Her current projects include the F-Check study, which aims to screen for Fabry disease in patients with “idiopathic” cardiomyopathies, and CARPOS, which aims to screen for cardiac amyloidosis in patients who undergo carpal tunnel syndrome surgery. In addition, she is an investigator on other studies, including clinical trials.
She works as a cardiologist at the University Hospital Center of São João (CHUSJ), where she has a consultation dedicated to myocardial diseases and cardiogenetics.
“It’s important to reconcile these areas (teaching, research, and clinical practice), but it’s not very easy. The level of demand is high. This only works when we have teams that help each other in the different activities,” she says.
What is your 1-Year Ambition?
One of my ideas is to create a national collaborative platform dedicated to heart failure research. The goal of this platform is to facilitate the implementation of investigator-driven, multicenter studies and the raising of funding. This platform should be more expedient and very research-oriented. This way we can be more competitive. We are a small country, we have to unite.

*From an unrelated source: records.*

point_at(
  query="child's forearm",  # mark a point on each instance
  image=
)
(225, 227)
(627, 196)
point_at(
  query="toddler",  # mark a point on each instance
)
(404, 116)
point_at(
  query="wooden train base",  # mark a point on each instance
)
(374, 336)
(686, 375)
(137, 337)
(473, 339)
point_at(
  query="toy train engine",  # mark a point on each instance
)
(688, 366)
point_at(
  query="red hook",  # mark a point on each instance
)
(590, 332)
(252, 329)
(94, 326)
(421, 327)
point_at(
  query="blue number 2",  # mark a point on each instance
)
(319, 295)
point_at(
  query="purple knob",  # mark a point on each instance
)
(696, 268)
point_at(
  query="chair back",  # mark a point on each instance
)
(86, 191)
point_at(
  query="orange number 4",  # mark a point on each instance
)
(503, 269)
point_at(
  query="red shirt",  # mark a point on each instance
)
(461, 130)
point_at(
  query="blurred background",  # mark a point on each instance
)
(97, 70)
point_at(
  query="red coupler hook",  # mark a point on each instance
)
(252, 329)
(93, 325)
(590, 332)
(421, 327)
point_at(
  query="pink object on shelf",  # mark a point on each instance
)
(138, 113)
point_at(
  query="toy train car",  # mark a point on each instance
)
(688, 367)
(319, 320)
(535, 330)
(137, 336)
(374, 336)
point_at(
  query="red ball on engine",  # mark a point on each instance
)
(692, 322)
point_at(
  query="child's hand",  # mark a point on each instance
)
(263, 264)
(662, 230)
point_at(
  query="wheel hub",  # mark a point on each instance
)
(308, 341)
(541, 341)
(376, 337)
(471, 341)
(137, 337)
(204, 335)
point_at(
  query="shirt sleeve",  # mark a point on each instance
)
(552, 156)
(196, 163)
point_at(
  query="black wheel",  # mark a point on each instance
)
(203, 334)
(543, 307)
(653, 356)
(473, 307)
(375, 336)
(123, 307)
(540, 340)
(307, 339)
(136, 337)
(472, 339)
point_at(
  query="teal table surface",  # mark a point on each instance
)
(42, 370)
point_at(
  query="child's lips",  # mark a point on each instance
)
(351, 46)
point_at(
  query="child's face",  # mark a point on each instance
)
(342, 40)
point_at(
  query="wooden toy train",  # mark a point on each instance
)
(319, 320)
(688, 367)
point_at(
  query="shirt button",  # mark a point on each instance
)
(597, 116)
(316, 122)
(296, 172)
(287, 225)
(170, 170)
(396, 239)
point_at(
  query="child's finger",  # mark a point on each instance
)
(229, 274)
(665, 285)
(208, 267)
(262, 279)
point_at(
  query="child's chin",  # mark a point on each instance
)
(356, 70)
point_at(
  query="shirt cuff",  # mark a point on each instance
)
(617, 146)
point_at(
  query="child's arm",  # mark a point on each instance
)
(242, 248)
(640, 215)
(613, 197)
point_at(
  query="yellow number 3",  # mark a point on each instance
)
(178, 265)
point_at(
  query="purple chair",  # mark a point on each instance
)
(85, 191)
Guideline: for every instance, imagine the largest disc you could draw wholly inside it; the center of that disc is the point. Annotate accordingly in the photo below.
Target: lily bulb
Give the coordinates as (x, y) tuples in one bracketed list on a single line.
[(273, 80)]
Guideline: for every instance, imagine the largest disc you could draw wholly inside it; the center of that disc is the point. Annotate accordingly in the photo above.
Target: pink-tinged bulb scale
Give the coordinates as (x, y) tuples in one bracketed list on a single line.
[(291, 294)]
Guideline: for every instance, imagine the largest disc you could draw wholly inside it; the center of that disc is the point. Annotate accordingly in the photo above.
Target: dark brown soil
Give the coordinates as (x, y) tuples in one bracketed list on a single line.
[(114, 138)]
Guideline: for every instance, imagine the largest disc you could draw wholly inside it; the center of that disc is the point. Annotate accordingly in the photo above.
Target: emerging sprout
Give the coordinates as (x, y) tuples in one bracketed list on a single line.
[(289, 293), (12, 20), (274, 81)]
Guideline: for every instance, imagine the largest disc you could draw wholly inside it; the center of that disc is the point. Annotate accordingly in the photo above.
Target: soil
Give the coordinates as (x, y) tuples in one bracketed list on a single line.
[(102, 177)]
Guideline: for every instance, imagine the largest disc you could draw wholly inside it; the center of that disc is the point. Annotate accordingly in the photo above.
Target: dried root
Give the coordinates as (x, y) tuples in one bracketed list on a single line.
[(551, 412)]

I also want to promote the heart failure registries that are already underway within the scope of the Portuguese Society of Cardiology, establish links with other Specialties, namely with General and Family Medicine, hold multidisciplinary meetings focused on the multifaceted care of the heart failure patient, promote good practices, and contribute to draw the attention of the authorities to the various difficulties we are currently facing.
What is your 10-Year Ambition?
I have many ideas to continue research in myocardial diseases, which are one of the causes of heart failure. There are many aspects that we need to clarify and we have more and more tools to do so, both in terms of Genetics and Cardiac Imaging. My goal is to gradually unravel the pathophysiological mechanisms and understand the clinical heterogeneity. I am very eager and curious. It remains to be seen if there are financial conditions and motivated teams. You can’t do anything alone.
My dream is to be able, in CINTESIS and in FMUP, to collaborate to improve research conditions in clinical cardiology, promoting the optimized development of clinical activity, research, and teaching.
How is Life Beyond Teaching, Clinical Practice, and Research?
I like to spend some time freely, depending on the occasion and the company.